Currency

Before currency were invented the whole world run through barter system. Barter system means exchange of goods for goods. But it has its own deficiencies. A person with a cow want to buy a bag of rice, but the bag of rice don't want the cow and he's looking for a good sheep. Comes the problem of exchange. Here money comes into the picture.

The owner of the cow sells it and buys the bag of rice. The owner of the rice got the money and he buys the sheep too. problem of exchange had been solved for the time being. But how exchange rate is confirmed in the market. Everyone pegs its currencies to one of the best currencies in the world ie., United States Dollar. Rupee is pegged to United States Dollar. Lets take the trade of United States v/s India.
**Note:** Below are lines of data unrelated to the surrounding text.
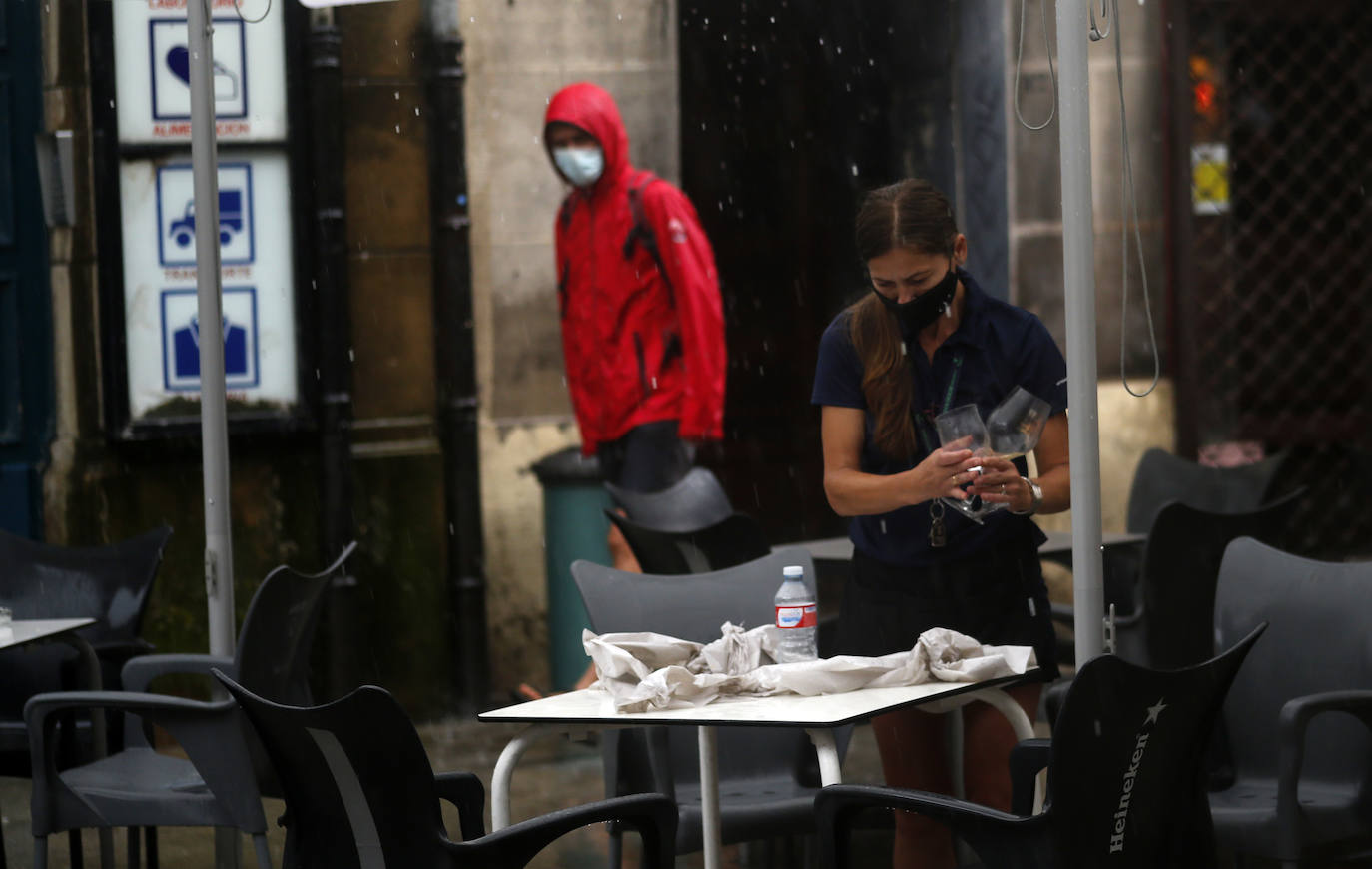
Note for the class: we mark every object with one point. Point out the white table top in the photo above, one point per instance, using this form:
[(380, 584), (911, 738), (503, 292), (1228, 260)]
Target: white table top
[(29, 630), (594, 706)]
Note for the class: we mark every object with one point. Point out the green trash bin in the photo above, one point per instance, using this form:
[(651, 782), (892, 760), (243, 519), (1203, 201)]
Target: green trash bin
[(574, 527)]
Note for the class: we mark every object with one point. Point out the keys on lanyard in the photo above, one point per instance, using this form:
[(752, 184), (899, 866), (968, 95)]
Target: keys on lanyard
[(938, 532)]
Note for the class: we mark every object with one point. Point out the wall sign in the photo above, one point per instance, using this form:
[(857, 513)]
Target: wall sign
[(257, 272), (153, 70)]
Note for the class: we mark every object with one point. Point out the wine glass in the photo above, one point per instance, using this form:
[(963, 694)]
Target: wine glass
[(1015, 426), (962, 429)]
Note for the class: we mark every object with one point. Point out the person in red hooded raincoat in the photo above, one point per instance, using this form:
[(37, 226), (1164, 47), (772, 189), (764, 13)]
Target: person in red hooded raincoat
[(642, 323)]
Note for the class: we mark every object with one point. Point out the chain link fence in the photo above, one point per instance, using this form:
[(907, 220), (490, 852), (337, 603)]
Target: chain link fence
[(1272, 250)]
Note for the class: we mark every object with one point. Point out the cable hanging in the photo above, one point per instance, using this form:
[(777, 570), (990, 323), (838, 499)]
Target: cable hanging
[(1052, 74), (1129, 206)]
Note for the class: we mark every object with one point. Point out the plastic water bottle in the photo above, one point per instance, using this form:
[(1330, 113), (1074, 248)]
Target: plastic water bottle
[(796, 618)]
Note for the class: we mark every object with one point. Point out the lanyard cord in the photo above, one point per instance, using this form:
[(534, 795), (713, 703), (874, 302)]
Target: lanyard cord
[(923, 424)]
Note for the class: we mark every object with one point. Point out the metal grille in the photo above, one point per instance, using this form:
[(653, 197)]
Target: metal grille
[(1273, 249)]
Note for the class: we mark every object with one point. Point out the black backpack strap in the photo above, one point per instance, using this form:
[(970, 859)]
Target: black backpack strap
[(642, 232)]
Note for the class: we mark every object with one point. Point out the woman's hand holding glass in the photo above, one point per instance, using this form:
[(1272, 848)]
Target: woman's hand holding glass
[(944, 473), (1001, 484)]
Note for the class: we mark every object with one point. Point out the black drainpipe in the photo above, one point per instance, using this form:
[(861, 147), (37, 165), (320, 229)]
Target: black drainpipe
[(334, 325), (455, 358)]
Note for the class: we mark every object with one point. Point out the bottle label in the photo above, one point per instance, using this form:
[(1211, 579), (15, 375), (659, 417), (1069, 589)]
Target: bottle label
[(796, 616)]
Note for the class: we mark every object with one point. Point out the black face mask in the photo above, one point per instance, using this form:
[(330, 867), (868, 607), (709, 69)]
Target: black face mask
[(925, 308)]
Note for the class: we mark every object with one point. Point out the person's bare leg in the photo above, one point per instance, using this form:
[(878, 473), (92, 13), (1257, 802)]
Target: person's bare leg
[(987, 743), (622, 557), (624, 560), (913, 755)]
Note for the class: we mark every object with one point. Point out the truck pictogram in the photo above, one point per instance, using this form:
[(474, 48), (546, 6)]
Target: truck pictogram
[(231, 219)]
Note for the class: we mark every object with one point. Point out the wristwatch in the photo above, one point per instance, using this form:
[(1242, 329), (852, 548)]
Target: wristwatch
[(1034, 498)]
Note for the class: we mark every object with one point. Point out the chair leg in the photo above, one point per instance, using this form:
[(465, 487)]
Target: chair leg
[(616, 846), (74, 843), (264, 855)]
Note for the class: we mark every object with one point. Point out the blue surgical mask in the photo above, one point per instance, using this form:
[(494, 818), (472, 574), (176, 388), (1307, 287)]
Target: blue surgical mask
[(582, 166)]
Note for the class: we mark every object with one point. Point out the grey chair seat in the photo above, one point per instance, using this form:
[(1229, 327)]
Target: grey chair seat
[(125, 787), (1246, 814), (773, 802)]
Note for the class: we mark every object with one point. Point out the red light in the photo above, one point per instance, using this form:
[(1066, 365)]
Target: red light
[(1205, 96)]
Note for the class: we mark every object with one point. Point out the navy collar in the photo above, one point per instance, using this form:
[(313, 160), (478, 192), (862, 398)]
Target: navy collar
[(973, 325)]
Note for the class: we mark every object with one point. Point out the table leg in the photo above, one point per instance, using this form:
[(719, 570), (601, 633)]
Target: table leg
[(505, 770), (710, 831), (98, 732), (1021, 725), (824, 741), (1006, 706)]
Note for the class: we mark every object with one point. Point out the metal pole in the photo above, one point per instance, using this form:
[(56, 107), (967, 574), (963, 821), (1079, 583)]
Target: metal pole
[(334, 330), (215, 428), (455, 360), (215, 432), (1080, 303)]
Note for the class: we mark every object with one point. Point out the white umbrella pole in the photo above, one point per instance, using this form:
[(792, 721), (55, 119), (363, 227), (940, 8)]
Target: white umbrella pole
[(1080, 303), (215, 434)]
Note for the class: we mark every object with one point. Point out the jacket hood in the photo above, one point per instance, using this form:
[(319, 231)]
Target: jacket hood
[(591, 109)]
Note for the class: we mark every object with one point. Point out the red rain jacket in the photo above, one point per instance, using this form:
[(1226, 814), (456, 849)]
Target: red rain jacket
[(639, 347)]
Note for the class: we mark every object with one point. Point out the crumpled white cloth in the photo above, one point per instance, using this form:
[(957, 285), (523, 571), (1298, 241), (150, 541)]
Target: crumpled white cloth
[(646, 671)]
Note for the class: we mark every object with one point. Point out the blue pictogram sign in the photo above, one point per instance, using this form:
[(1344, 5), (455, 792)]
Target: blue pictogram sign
[(182, 336), (177, 220)]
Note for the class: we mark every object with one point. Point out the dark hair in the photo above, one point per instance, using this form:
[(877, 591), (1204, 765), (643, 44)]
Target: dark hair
[(910, 213)]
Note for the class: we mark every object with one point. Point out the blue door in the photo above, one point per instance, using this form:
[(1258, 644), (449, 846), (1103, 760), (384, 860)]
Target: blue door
[(25, 305)]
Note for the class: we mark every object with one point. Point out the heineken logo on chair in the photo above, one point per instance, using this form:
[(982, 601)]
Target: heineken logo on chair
[(1140, 745)]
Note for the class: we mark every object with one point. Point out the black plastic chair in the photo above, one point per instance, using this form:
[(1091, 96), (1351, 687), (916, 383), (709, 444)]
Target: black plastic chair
[(725, 543), (1170, 622), (226, 774), (692, 502), (767, 777), (1162, 477), (1302, 776), (361, 794), (1123, 777), (40, 581)]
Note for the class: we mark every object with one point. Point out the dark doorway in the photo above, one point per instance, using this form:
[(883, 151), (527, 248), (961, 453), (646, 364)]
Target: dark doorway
[(25, 308)]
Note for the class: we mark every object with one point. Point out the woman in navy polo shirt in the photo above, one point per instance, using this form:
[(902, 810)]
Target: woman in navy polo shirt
[(928, 338)]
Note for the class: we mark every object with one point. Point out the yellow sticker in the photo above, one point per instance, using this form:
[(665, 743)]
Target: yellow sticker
[(1210, 177)]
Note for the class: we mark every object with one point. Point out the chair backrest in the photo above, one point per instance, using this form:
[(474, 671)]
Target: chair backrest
[(693, 607), (274, 652), (1317, 641), (725, 543), (1180, 568), (1126, 766), (1162, 477), (690, 607), (109, 583), (358, 784), (692, 502)]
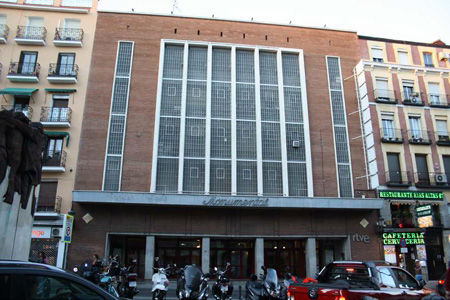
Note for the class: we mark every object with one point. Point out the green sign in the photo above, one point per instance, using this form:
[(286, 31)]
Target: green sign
[(411, 238), (413, 195), (424, 210)]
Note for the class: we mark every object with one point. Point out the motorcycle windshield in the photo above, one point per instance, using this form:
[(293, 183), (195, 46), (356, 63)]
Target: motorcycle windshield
[(193, 277), (272, 277)]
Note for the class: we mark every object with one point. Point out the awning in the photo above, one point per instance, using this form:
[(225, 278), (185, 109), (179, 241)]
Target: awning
[(14, 91), (59, 133), (60, 90)]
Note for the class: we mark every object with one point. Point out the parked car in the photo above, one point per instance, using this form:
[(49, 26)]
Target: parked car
[(28, 280), (361, 280)]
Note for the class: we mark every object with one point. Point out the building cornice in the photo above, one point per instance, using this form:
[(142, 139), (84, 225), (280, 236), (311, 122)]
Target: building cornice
[(136, 198), (45, 8), (226, 20)]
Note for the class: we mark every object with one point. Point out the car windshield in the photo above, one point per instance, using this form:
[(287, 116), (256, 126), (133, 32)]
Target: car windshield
[(192, 275)]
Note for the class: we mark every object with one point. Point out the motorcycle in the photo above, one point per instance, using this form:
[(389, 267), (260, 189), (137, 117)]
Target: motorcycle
[(223, 288), (268, 289), (160, 282), (127, 286), (192, 283)]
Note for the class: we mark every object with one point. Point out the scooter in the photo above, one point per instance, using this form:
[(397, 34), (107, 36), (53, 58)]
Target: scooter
[(160, 282), (192, 283), (222, 288)]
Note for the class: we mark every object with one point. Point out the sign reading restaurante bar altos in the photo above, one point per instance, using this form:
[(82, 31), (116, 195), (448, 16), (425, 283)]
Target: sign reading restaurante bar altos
[(411, 238), (412, 195)]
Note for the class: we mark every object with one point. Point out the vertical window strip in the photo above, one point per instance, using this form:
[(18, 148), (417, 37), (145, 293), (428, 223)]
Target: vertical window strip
[(118, 116), (342, 150)]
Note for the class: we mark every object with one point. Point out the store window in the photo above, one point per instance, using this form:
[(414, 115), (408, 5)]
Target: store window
[(237, 252)]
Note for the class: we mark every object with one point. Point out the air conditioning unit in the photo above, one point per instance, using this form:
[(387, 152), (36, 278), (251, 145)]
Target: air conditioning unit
[(56, 232), (443, 56), (441, 178)]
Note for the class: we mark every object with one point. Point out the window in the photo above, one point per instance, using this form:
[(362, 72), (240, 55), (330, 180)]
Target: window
[(387, 121), (403, 58), (441, 130), (428, 60), (377, 54), (415, 128)]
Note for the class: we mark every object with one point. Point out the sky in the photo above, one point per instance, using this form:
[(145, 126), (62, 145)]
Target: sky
[(411, 20)]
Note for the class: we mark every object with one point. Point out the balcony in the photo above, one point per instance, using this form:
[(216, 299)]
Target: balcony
[(27, 111), (56, 116), (68, 37), (385, 96), (30, 35), (412, 98), (436, 100), (4, 32), (391, 135), (54, 161), (419, 137), (62, 73), (24, 72), (431, 179), (398, 178)]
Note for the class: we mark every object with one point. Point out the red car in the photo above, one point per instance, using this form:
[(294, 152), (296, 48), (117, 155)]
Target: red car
[(353, 280)]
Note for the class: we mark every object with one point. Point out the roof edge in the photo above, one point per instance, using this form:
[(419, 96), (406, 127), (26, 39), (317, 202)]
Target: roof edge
[(229, 20)]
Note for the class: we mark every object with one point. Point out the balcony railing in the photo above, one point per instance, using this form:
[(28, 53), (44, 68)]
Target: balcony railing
[(391, 135), (56, 114), (438, 100), (31, 33), (69, 35), (63, 70), (24, 69), (4, 32), (421, 137), (412, 98), (431, 179), (385, 96), (54, 158), (25, 109), (398, 178)]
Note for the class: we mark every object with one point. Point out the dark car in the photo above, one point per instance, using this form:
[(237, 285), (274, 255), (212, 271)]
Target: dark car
[(27, 280)]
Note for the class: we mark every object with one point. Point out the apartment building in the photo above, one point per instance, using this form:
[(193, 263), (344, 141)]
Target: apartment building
[(404, 100), (45, 53), (206, 141)]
United States exports more goods to India and purchases few products from India. For ex: United States exports machinery to India. India or Indian Companies paid in United States Dollar. In United States Trade system, its surplus money had been come from India. Whereas India looses money by importing it. Automatically Indian Rupee will fall compared to United States Dollar. Next United States imports foodgrain from India. India receives US Dollar from USA. India got more reserve, so Indian Rupee will appreciate in comparison with US Dollar. At last by tallying, on monthly basis, we see that USA is having more trade surplus with India. So Indian economy looses US Dollar and Indian Rupee will depreciate.

So every government tried to access more US Dollar to their country, so that they remain surplus and their currency will appreciated. It depends upon what they are producing, What price, How they are producing using technology, Its future uses, etc.